On the Justin Scott side of the album, K.R.I.T. does not choose to expose himself—he must. Justin Scott manifests my fear of the overturned and undone, how easily precious things can crumble under the weight of addiction and helplessness. The Justin Scott waves are “sometimes stronger” and when they compound before me, they’re cement-heavy and root me in place. The fear becomes so potent, I wonder if there could ever be a line between myself and Justin Scott, but there must be.
There’s absolution to the aforementioned distance now; I am neither side of this album, but wholly myself. I can appraise and feel my fears, but the externality allows me to leave this record without being crippled by anxiety. Acknowledging and reveling in that distance, how it supplants identity so thoughtfully, gives me the chance to retool and reassert myself over alcohol, over anything.

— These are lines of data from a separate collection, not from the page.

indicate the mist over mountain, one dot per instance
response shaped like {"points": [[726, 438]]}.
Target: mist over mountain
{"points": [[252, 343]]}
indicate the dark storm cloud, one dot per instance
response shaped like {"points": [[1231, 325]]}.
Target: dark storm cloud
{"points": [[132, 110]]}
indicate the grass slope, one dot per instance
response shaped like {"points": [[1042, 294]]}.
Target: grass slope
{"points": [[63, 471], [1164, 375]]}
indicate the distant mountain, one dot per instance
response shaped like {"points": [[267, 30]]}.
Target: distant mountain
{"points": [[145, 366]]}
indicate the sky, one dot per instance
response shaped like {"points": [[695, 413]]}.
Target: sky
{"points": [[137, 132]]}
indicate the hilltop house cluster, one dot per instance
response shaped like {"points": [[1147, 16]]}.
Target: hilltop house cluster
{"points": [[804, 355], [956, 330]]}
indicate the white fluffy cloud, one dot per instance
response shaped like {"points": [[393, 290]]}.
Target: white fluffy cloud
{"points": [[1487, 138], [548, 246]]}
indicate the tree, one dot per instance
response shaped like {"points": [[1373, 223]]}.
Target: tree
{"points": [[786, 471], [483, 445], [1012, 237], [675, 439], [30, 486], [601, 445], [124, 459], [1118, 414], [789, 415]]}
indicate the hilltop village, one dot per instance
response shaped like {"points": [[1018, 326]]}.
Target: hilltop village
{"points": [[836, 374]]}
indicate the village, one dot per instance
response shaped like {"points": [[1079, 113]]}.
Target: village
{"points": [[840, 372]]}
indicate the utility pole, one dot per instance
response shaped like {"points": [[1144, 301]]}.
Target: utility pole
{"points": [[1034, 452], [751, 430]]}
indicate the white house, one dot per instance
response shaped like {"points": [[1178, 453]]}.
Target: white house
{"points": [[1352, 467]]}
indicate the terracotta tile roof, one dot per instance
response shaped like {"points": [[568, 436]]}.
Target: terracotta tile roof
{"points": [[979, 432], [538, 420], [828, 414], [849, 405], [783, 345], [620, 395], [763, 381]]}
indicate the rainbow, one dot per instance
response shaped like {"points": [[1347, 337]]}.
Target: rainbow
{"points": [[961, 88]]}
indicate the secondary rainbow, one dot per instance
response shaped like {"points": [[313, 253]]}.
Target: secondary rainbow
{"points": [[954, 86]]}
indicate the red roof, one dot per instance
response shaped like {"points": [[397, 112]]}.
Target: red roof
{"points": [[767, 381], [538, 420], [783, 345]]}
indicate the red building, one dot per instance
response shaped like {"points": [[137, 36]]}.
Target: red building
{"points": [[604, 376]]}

By the end of Modiano's novel, entitled Missing Person, the protagonist is left considering the grief of childhood, realizing that his quest for himself is asymptotical. I can take solace in that unending quality. K.R.I.T. concludes 4eva Is a Mighty Long Time with the gospel “Bury Me In Gold,” wherein he ultimately declares he will save himself, that opulence is not required to be holy. Big K.R.I.T. is holy, so while he embodies the sum of my fears, an identity that shadows me at its most harmless, he also has the potential to embody my overcoming. I can take solace in that, too.
We are the sum of our fears, of the waves that move through and crystallize before us, and we draw our identity from tragically unknown personas. But that distance is tantamount to growth. It forces us to see the whole picture—however exaggerated—and gives us the opportunity to pull the most relevant threads back to ourselves.